Question

Let $ f(x) = |x^2 - 4x + 3| + |x^2 - 5x + 6| $. The minimum value of $ f(x) $ is:

• A. 2
• B. 3
• C. 1
• D. 0

Hint:

To minimize functions with modulus, break into intervals and evaluate at critical points (like roots of expressions inside modulus).

Answer 1

The Correct Option is D

To find the minimum value of \( f(x) = |x^2 - 4x + 3| + |x^2 - 5x + 6| \), we first consider the expressions inside the absolute value functions. 
\(x^2 - 4x + 3\) can be factored as \((x-1)(x-3)\), and \(x^2 - 5x + 6\) can be factored as \((x-2)(x-3)\). 
Analysis of these factors reveals the critical points: \(x = 1, 2, 3\). These points indicate where the expression inside the absolute values changes sign. We will analyze \(f(x)\) piecewise over the intervals determined by these critical points: 

• For \(x < 1\): Both expressions are positive, so \(f(x) = (x-1)(x-3) + (x-2)(x-3) = 2x^2 - 10x + 15\).
• For \(1 \leq x < 2\): \((x-1)(x-3)\) is non-negative, but \((x-2)(x-3)\) is negative: \(f(x) = (x-1)(x-3) - (x-2)(x-3) = 2(x-3)\).
• For \(2 \leq x < 3\): Both expressions are negative: \(f(x) = -(x-1)(x-3) - (x-2)(x-3) = 10 - 2x^2\).
• For \(x = 3\): \(f(x) = 0\) since both expressions are zero.
• For \(x > 3\): Both expressions are non-negative, so \(f(x) = (x-1)(x-3) + (x-2)(x-3) = 2x^2 - 10x + 15\).

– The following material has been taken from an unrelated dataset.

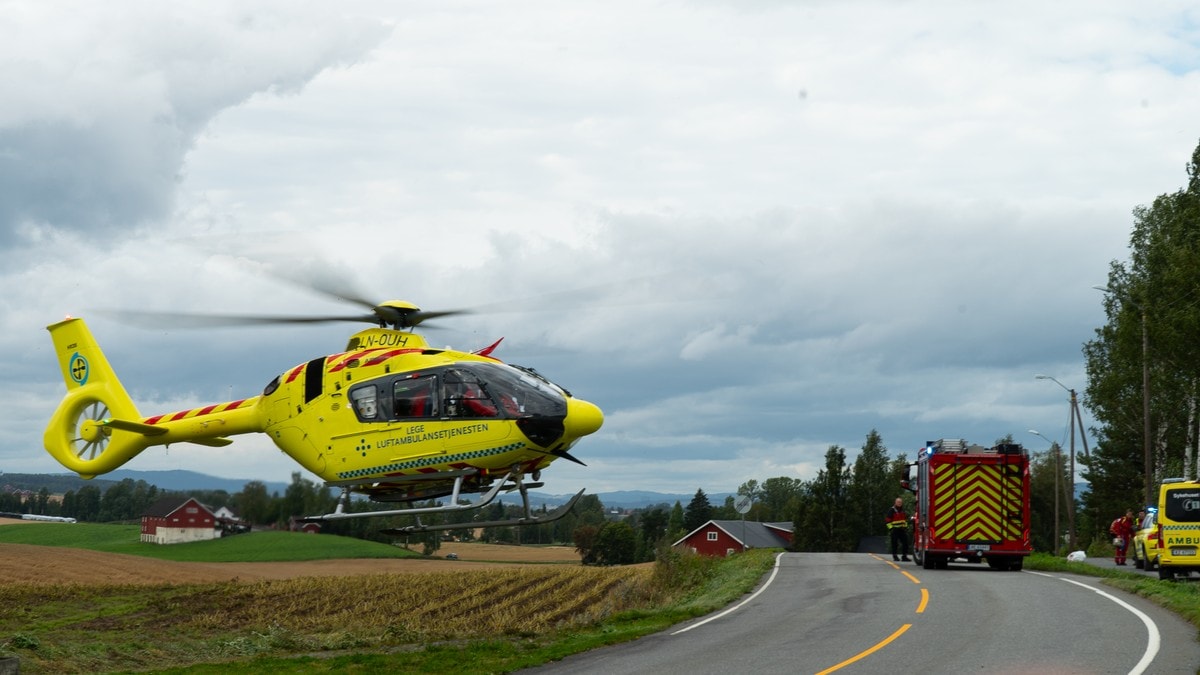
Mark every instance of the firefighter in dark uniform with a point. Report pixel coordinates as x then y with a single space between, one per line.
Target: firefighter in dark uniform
898 527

Evaluating these, we find that for \(x = 3\), \(f(x) = 0\). This is the minimum value since the other evaluated values are greater than zero.
Thus, the minimum value of \( f(x) \) is 0.

Answer 2

Factor both expressions: \[ f(x) = |(x - 1)(x - 3)| + |(x - 2)(x - 3)| \] The critical points are at \( x = 1, 2, 3 \). We analyze piecewise:

• Case 1: \( x<1 \) Both expressions are positive:
  \[ f(x) = (1 - x)(3 - x) + (2 - x)(3 - x) \]
  
• Case 2: \( 1 \leq x<2 \) \[ f(x) = (x - 1)(3 - x) + (2 - x)(3 - x) \]
  
• Case 3: \( 2 \leq x<3 \) \[ f(x) = (x - 1)(x - 3) + (x - 2)(x - 3) \]
  
• Case 4: \( x>3 \)
  Both are positive again: \[ f(x) = (x - 1)(x - 3) + (x - 2)(x - 3) \]
  

Now test values at critical points:
- At \( x = 1 \): \( f(1) = |1 - 4 + 3| + |1 - 5 + 6| = |0| + |2| = 2 \)
- At \( x = 2 \): \( f(2) = |4 - 8 + 3| + |4 - 10 + 6| = | -1 | + |0| = 1 \)
- At \( x = 3 \): \( f(3) = |9 - 12 + 3| + |9 - 15 + 6| = |0| + |0| = 0 \)